U.S. Inflation Reduction Act: one year on, a summary of impressive progress in the energy transition
(Energy Post, 19 Sep 2023) The U.S. Inflation Reduction Act has been described as unprecedented in its ambition for the nation’s energy transition.
One year on from the passing of the bill in August 2022, Hannah Perkins and Adam Aston at RMI describe the progress on implementation as unprecedented too. The authors break their review down into categories: clean tech manufacturing, electrifying transport, greening buildings, decarbonising electricity, transforming industry, and finance. They explain and list the major leaps forward in each category. Multiple tools ranging through policies, funding and subsidies are being used, and public and private operators are moving quickly in response. Headlines include $278bn announced in new private clean energy investments, and 170,000 new jobs to come from announced projects.
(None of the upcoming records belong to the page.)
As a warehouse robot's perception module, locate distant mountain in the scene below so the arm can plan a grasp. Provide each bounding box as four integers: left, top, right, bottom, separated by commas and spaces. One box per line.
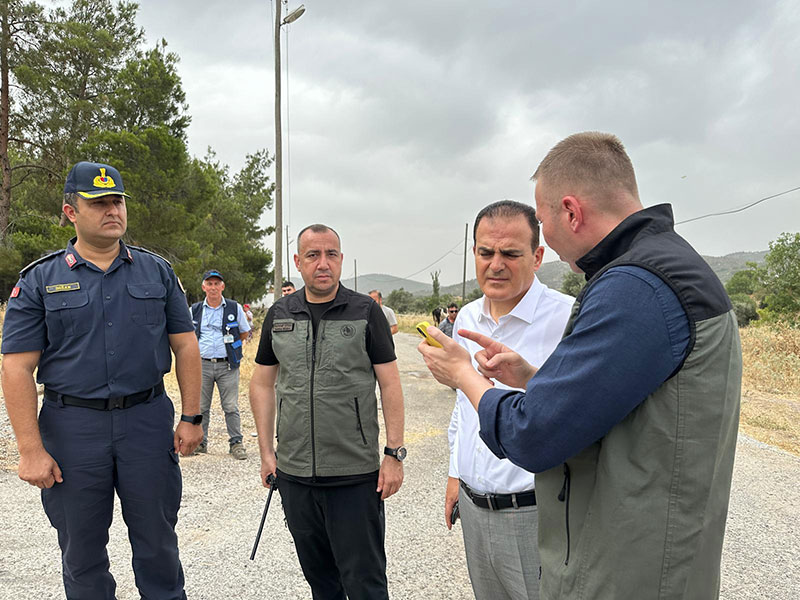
350, 250, 767, 297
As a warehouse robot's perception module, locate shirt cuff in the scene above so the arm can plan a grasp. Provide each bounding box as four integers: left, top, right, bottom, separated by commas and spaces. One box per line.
478, 388, 508, 458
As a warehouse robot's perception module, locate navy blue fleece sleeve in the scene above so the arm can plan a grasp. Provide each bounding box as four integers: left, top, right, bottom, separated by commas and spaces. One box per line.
478, 266, 690, 472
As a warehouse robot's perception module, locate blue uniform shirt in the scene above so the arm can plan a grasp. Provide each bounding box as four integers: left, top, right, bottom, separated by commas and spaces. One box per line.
199, 297, 250, 358
478, 265, 690, 473
1, 238, 194, 398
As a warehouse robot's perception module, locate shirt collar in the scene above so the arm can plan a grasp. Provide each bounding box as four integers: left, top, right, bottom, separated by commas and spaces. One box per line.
203, 296, 226, 310
478, 275, 544, 325
64, 236, 133, 270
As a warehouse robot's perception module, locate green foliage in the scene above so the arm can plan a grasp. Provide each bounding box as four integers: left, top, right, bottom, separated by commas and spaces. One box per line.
725, 263, 761, 297
561, 271, 586, 297
464, 287, 483, 304
731, 293, 759, 327
761, 233, 800, 322
0, 0, 273, 302
386, 288, 415, 313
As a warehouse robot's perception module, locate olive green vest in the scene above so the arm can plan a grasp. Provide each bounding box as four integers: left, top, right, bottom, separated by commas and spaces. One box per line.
272, 286, 380, 477
536, 206, 742, 600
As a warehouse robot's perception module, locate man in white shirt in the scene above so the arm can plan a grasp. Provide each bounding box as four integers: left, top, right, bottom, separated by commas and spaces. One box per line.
369, 290, 397, 335
445, 200, 574, 600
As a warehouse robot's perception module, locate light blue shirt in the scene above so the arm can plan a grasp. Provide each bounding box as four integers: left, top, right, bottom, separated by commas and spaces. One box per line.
200, 297, 250, 358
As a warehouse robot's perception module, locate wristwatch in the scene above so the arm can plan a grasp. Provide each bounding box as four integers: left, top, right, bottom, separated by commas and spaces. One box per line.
383, 446, 408, 462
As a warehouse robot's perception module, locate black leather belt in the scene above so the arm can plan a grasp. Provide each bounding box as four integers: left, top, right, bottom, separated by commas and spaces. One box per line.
44, 381, 164, 410
461, 481, 536, 510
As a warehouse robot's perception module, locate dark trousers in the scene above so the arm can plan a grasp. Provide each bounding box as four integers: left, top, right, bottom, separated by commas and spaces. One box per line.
278, 477, 389, 600
39, 394, 186, 600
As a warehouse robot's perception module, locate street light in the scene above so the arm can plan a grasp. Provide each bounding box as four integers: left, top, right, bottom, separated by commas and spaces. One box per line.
273, 0, 306, 300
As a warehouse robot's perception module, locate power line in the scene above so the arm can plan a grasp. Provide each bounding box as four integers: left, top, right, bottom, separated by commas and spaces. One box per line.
675, 186, 800, 225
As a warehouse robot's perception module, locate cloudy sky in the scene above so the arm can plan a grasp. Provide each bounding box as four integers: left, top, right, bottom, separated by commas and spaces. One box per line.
134, 0, 800, 284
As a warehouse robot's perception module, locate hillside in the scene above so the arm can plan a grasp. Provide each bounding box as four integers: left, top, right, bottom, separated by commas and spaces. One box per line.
350, 250, 767, 296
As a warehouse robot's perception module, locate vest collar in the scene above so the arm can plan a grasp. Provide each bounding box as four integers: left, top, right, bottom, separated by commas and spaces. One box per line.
576, 204, 674, 281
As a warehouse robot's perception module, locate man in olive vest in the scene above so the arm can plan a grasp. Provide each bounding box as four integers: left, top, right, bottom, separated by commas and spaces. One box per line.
420, 132, 742, 600
250, 225, 406, 600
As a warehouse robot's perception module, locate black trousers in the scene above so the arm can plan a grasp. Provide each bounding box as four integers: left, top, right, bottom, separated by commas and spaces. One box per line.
278, 477, 389, 600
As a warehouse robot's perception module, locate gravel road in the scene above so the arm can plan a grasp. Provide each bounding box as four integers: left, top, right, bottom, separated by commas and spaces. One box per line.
0, 333, 800, 600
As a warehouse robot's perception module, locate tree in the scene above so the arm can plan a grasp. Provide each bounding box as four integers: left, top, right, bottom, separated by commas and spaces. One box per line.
561, 271, 586, 298
0, 0, 42, 245
731, 293, 759, 327
760, 233, 800, 321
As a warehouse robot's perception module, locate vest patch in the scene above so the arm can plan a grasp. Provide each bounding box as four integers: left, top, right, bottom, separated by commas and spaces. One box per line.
44, 281, 81, 294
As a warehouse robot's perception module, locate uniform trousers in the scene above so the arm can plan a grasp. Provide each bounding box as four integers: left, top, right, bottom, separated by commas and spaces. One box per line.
278, 477, 389, 600
458, 488, 540, 600
200, 360, 242, 446
39, 393, 186, 600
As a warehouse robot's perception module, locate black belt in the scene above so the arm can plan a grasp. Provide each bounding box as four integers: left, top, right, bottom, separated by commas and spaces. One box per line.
461, 481, 536, 510
44, 381, 164, 410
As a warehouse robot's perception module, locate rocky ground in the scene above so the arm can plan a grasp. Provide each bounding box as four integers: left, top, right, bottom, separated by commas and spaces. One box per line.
0, 334, 800, 600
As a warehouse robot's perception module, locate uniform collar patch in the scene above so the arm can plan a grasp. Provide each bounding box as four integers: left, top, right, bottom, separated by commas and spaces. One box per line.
44, 281, 81, 294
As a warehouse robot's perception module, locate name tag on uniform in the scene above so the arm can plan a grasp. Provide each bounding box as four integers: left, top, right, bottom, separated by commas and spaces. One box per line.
44, 281, 81, 294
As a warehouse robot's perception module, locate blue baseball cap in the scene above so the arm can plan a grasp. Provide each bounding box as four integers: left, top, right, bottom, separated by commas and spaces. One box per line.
64, 161, 130, 199
203, 269, 225, 281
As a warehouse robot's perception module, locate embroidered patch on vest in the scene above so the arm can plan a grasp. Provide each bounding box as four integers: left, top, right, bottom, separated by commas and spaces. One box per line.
44, 281, 81, 294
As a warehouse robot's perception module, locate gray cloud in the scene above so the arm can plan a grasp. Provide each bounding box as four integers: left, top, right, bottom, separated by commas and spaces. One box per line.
140, 0, 800, 284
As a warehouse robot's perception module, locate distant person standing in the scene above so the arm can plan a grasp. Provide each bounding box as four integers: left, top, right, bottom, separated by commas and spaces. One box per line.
439, 302, 458, 337
281, 279, 296, 296
369, 290, 397, 335
192, 269, 250, 460
2, 162, 203, 600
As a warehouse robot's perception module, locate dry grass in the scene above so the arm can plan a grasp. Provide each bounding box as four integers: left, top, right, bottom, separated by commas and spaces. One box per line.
739, 325, 800, 455
0, 305, 800, 468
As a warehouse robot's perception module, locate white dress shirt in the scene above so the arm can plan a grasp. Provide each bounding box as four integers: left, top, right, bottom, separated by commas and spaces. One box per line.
447, 278, 575, 494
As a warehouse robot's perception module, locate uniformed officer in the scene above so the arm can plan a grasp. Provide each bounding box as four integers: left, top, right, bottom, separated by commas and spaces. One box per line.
2, 162, 203, 600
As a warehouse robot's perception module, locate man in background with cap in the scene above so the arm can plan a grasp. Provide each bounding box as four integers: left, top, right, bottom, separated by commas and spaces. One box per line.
2, 162, 202, 600
192, 269, 250, 460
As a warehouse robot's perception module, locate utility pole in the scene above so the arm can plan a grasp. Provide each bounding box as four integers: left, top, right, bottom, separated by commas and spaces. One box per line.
273, 0, 306, 300
461, 223, 469, 306
274, 0, 283, 301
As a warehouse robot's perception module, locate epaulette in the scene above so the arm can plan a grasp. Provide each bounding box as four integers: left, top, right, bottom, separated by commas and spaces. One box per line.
19, 248, 67, 277
125, 244, 172, 268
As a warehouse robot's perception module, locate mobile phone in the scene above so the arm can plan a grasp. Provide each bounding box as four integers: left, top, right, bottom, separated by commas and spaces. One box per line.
450, 500, 461, 525
417, 321, 443, 348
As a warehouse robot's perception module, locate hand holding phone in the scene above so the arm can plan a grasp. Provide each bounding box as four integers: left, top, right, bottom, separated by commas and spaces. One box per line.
416, 321, 443, 348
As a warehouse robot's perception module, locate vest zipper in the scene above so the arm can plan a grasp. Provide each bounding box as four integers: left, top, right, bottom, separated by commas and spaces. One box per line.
558, 463, 570, 566
309, 326, 322, 481
353, 398, 367, 446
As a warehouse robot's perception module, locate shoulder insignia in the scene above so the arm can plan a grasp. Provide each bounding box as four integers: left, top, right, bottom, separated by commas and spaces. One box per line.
125, 244, 172, 267
19, 248, 67, 277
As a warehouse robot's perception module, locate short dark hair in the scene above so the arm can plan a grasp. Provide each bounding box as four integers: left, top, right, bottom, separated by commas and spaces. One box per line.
297, 223, 342, 254
531, 131, 639, 204
472, 200, 539, 252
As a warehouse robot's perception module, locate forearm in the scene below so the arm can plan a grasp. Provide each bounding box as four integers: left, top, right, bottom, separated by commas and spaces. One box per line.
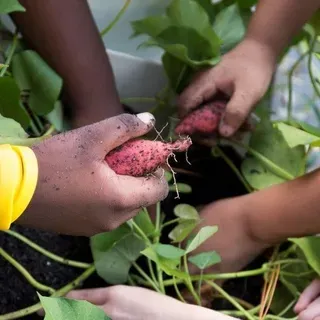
246, 0, 320, 58
12, 0, 122, 124
245, 169, 320, 243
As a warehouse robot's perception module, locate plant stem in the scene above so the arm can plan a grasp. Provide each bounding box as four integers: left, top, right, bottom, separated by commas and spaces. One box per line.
100, 0, 131, 37
230, 140, 295, 180
306, 36, 320, 97
183, 254, 201, 306
0, 248, 55, 296
172, 276, 186, 303
0, 265, 96, 320
206, 281, 255, 320
162, 218, 181, 229
287, 52, 308, 123
131, 262, 162, 294
3, 230, 91, 269
212, 146, 252, 193
0, 31, 18, 77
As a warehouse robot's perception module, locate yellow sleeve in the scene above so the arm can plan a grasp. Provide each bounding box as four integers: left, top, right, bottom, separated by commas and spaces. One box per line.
0, 144, 38, 230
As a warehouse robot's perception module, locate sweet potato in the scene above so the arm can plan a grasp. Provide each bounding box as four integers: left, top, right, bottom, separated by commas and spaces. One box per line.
105, 138, 192, 177
175, 101, 226, 135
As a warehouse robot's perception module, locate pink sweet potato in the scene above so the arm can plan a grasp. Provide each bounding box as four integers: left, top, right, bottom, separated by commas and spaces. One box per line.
105, 138, 192, 177
175, 101, 226, 135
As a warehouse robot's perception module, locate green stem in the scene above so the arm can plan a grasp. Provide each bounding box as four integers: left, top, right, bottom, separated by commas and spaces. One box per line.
287, 52, 308, 123
131, 219, 152, 246
212, 146, 252, 193
0, 248, 55, 296
306, 36, 320, 97
172, 276, 186, 303
162, 218, 181, 229
132, 262, 162, 294
4, 230, 91, 269
0, 265, 96, 320
206, 281, 255, 320
183, 254, 201, 306
230, 140, 295, 180
100, 0, 131, 37
0, 32, 18, 77
220, 305, 260, 317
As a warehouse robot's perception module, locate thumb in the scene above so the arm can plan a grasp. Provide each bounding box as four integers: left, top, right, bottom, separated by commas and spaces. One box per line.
83, 112, 155, 155
219, 87, 260, 137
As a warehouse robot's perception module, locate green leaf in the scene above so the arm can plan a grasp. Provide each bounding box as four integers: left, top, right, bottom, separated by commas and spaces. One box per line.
38, 294, 111, 320
213, 4, 246, 53
142, 26, 220, 68
162, 52, 194, 94
195, 0, 215, 25
141, 247, 188, 279
12, 50, 62, 115
173, 203, 200, 221
275, 122, 320, 148
131, 15, 172, 37
167, 0, 220, 56
168, 220, 199, 243
0, 0, 26, 14
153, 243, 185, 260
133, 209, 155, 236
46, 101, 65, 132
164, 171, 173, 182
0, 114, 45, 147
241, 119, 305, 190
186, 226, 218, 253
188, 251, 221, 270
169, 183, 192, 193
91, 224, 145, 284
289, 236, 320, 275
0, 77, 30, 129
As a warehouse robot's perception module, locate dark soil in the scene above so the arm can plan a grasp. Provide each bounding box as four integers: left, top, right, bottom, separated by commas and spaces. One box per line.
0, 141, 262, 319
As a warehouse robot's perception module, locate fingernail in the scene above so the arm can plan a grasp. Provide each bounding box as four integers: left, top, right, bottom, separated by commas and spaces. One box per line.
137, 112, 156, 125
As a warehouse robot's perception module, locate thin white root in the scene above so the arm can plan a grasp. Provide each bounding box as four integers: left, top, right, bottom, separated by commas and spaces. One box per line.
153, 122, 169, 142
167, 153, 180, 199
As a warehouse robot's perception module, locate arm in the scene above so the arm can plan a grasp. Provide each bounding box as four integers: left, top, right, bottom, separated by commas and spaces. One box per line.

The rest of the world can look on in admiration, but also in recognition of the U.S. as an even more formidable player in the race for global leadership in clean energy technology.
“Unprecedented.” “A landmark.” “The Super Bowl of clean energy.”
Those are just a few of the superlatives that hit the airwaves when the Inflation Reduction Act (IRA) was signed into law on August 16, 2022.
The act’s passage came as a surprise both politically — emphasising lower energy costs helped the bill clear years of oppositional brinksmanship — and for its unprecedented scale. Toward the goal of shifting the US grid to 80 percent clean electricity and cutting climate pollution by 40 percent by 2030, the act mobilised an estimated $370 billion in federal incentives.